SSIS Source Control

  • Hello, our environment consists of one Azure VM, a "utility" server with SQL Server 2017 DB engine, SSIS and SSRS installed (we are small shop).  We are in the process of migration about 50 SSIS packages from a SQL Sever 2012 environment and would like implement source control, as we have three people that need to create and maintain SSIS packages.

    We have never implemented source control before so we are struggling a bit with getting it set up.  We want just the absolute bare bones, check in, check out functionality so we aren't overwriting each other's work.  All of our packages exist under one SSDT Solution/project who's source code resides on the utility server.

    It seems like our two options are git and  Azure Devops Services (formerly Team Foundation Server).  From what I've read, git seems to the wrong fit for what we want to do, so we have signed up for a "free" (< 5 users) Azure Devops Services account and are trying to get that configured but as mentioned above are struggling to get it set up for our needs (very basic - source control only).

    Any advice or points in the right direction documentation/blog wise are much appreciated, as we haven't been finding the right ones.

    Thanks,

    DM

  • We use Git on Azure DevOps – and that is what I would recommend.

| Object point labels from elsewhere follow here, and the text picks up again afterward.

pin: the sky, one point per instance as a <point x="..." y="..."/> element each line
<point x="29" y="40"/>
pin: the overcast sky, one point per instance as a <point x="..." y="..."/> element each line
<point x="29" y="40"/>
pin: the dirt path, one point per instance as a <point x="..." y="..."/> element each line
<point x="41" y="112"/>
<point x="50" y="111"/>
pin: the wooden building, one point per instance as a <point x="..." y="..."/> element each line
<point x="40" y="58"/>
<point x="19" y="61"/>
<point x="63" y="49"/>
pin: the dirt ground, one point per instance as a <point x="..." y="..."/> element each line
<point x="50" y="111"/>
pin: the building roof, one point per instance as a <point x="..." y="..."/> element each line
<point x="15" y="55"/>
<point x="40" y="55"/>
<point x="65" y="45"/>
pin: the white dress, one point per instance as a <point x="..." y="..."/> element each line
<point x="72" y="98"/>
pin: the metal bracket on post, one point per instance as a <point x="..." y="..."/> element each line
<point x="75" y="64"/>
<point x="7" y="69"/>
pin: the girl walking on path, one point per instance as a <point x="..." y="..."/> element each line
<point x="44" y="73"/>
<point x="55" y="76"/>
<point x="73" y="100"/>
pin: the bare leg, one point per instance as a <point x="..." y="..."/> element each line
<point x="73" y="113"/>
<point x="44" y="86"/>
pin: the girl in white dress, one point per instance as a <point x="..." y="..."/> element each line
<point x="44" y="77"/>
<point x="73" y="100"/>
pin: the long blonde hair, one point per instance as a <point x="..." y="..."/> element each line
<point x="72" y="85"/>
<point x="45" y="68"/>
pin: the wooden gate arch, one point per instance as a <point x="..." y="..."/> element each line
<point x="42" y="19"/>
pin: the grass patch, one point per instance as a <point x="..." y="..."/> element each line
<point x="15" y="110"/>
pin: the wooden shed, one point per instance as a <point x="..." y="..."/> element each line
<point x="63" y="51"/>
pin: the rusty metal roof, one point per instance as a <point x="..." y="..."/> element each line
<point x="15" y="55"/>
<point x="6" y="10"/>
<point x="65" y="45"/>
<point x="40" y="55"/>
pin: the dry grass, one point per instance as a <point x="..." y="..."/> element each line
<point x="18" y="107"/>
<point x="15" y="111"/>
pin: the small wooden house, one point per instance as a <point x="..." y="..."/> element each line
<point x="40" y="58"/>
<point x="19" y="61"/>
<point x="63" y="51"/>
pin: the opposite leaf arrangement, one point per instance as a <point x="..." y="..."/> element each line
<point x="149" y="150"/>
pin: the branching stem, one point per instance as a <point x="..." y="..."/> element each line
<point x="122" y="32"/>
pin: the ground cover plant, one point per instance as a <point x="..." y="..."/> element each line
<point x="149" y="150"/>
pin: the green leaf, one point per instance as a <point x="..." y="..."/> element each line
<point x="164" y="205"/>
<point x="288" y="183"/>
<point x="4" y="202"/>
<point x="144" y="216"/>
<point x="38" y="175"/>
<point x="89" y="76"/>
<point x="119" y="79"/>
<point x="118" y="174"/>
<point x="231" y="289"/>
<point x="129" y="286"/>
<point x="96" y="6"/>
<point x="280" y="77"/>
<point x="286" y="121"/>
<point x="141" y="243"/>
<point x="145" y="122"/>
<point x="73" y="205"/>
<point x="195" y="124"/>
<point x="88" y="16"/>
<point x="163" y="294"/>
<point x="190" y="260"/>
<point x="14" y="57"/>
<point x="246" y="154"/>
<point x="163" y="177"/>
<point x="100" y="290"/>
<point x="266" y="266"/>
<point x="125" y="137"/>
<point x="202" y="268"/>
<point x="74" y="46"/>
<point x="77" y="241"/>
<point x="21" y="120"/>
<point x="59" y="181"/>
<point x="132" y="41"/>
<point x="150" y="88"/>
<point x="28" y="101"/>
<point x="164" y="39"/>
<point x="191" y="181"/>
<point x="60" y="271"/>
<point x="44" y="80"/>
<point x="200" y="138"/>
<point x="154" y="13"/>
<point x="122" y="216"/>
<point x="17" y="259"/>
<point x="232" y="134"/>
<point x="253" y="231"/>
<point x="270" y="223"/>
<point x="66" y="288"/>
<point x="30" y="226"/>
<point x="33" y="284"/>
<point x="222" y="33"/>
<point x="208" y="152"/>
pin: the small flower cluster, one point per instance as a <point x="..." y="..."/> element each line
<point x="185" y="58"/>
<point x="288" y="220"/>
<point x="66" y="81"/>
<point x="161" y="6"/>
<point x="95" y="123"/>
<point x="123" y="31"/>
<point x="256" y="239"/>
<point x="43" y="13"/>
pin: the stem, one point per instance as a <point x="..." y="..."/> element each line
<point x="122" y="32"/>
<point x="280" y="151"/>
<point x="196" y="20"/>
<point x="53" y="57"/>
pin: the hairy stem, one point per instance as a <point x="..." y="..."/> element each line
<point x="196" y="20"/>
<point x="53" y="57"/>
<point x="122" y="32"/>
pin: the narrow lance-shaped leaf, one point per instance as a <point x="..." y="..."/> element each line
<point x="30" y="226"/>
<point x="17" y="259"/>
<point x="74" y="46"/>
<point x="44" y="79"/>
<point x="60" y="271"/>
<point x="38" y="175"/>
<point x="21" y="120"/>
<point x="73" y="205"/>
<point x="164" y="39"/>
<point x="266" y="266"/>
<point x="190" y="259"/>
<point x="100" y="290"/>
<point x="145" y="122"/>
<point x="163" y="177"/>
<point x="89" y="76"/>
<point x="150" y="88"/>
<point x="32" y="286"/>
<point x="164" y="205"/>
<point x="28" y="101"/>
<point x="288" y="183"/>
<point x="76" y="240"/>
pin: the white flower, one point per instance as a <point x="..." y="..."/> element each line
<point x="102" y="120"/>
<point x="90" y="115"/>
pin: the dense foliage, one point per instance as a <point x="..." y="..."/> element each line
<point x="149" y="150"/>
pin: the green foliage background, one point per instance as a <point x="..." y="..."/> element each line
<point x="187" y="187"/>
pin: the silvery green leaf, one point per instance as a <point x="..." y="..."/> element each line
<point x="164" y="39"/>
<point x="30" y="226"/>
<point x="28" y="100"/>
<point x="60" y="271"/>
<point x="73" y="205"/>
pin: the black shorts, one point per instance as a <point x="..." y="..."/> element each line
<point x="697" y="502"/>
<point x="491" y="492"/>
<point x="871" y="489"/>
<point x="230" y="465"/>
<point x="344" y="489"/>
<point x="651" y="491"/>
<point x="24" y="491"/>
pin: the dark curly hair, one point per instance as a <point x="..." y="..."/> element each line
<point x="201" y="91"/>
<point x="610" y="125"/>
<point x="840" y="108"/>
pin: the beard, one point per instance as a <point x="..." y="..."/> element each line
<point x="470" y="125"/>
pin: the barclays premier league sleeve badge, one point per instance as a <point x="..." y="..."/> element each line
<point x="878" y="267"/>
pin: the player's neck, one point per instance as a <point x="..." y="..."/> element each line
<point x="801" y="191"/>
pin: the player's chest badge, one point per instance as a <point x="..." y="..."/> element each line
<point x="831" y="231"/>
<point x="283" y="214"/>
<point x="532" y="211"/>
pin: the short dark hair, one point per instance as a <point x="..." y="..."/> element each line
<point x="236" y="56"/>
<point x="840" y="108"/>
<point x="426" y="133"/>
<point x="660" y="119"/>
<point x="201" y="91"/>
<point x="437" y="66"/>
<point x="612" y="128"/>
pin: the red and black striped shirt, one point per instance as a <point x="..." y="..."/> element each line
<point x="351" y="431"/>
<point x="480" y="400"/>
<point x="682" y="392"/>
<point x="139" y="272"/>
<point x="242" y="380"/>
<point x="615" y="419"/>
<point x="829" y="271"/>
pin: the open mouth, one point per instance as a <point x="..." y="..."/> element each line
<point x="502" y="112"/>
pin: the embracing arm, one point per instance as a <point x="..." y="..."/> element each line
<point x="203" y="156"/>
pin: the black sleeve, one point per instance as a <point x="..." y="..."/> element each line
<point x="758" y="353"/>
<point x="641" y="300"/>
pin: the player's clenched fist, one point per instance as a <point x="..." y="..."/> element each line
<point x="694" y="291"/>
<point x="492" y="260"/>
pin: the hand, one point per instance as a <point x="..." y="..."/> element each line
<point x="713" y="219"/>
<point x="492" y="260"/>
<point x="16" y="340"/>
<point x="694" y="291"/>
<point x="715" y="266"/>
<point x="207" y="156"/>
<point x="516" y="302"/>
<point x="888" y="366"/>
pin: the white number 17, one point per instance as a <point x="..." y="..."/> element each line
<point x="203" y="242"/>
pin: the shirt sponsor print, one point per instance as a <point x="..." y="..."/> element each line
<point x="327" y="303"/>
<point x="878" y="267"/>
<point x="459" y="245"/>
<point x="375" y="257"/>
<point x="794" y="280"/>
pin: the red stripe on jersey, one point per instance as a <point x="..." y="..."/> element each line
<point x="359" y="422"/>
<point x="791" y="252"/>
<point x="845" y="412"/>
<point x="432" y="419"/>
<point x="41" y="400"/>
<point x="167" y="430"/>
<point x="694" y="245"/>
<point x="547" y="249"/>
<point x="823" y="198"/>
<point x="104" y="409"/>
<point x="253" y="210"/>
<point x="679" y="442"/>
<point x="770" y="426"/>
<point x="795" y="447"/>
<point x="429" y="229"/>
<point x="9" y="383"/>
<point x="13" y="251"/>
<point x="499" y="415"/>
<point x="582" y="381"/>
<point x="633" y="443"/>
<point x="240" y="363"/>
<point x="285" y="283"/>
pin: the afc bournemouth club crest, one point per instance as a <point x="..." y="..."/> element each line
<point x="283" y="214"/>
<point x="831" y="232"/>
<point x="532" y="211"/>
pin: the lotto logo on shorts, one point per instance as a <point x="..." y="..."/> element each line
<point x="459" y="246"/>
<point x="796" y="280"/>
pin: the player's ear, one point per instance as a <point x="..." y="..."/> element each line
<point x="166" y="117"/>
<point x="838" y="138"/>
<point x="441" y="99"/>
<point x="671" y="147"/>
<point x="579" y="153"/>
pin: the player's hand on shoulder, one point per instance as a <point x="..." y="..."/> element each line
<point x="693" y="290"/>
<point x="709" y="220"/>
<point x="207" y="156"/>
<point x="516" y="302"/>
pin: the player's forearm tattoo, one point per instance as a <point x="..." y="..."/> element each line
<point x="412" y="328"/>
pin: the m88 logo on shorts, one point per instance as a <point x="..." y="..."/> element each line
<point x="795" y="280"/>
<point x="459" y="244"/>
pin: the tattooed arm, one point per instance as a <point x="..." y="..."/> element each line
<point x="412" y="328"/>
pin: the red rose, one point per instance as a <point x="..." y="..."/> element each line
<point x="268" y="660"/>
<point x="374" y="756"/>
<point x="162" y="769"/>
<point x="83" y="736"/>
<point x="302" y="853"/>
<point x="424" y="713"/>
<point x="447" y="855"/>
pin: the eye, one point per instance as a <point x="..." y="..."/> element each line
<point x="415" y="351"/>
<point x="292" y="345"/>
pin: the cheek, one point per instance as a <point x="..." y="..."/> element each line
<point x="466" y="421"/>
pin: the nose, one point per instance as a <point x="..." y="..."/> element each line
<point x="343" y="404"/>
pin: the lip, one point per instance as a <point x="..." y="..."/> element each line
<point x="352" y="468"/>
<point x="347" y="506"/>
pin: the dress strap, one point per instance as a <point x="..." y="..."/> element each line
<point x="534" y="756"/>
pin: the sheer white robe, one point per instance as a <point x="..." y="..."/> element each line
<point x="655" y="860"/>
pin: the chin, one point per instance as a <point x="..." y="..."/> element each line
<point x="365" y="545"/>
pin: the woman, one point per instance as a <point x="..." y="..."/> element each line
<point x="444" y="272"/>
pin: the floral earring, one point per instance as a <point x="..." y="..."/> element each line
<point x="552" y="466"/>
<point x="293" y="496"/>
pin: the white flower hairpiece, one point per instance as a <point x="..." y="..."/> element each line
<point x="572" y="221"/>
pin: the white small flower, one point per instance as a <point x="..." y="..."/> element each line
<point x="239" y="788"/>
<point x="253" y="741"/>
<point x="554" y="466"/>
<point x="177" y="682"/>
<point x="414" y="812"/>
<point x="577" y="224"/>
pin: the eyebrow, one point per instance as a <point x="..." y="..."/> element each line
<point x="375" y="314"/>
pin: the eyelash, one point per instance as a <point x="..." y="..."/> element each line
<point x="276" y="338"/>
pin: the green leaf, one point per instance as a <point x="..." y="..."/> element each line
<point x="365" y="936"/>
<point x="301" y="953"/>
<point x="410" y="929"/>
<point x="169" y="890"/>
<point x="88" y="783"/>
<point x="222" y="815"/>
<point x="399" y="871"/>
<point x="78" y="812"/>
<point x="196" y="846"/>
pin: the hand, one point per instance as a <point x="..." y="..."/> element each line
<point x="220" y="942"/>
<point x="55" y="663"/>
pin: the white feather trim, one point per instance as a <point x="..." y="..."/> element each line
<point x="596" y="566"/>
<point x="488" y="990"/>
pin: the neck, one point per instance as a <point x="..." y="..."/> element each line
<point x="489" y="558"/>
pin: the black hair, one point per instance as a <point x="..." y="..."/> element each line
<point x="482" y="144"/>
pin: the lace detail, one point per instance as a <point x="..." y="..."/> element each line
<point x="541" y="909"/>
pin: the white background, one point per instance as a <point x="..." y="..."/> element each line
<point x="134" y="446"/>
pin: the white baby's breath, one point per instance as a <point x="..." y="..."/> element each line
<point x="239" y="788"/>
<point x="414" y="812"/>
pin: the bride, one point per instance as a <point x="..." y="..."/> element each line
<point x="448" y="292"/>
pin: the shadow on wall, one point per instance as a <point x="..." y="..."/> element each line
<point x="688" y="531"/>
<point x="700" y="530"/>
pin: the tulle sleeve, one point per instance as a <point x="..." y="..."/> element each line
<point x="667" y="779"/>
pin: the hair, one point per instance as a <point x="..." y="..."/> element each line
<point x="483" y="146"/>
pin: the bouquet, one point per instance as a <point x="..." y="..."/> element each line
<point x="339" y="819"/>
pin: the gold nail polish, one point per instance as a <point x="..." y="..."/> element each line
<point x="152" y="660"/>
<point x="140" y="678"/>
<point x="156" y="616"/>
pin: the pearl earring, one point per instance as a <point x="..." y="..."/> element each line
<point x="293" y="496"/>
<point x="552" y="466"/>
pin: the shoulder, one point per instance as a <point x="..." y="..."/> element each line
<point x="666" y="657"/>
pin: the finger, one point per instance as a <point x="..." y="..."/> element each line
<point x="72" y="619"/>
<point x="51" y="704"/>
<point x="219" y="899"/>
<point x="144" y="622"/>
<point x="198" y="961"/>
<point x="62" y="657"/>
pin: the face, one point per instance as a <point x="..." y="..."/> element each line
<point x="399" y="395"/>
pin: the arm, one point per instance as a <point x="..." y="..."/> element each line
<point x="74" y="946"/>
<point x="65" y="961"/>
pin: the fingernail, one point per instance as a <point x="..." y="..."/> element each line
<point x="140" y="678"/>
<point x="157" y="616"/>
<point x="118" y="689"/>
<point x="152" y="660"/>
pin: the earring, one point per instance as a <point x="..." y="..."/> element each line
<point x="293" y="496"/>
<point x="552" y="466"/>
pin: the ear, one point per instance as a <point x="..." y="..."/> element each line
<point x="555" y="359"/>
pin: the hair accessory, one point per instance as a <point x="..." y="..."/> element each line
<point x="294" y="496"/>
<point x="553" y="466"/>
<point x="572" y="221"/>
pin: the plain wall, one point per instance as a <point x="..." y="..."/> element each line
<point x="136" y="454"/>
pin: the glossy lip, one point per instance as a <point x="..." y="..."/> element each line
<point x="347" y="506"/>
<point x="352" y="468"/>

In my opinion, it's way faster and more lightweight to use than TFS.

    When you say that Git is the 'wrong fit' for you, can you be a bit more specific?

    Also, as you are all going to be working on a single project, you are in for a hard time, regardless of which VCS you use. That's because SSIS projects and packages don't merge very well, if at all.

    That's for a couple of overall reasons:

    1. You have a shared project file, which is updated whenever packages are added or deleted, or when project-scoped parameters or connections are added, amended or deleted. Merging these can be tricky, but it's possible, if you know what you're doing.
    2. If two developers modify the same packages, merging the changes into a single package containing both sets of changes is unlikely to work – the structure of SSIS packages is too complex, despite them being XML. You need to ensure that the devs work on separate packages to avoid this (which should be easy enough, as there are not many of you).

    If you are able to split the packages into multiple projects, by grouping them somehow, it will make things easier for you.

    The absence of evidence is not evidence of absence
    - Martin Rees
    The absence of consumable DDL, sample data and desired results is, however, evidence of the absence of my response
    - Phil Parkin

  • We personally use Subversion at the office. It's fine for other Visual Studio Projects, and VSCode, however, it isn't great with SSRS and it's literally awful with SSIS. Unfortunately I'm stuck with suffering with what we have, so this is just my input of don't use Subversion with SSIS.

    Thom~

    Excuse my typos and sometimes awful grammar. My fingers work faster than my brain does.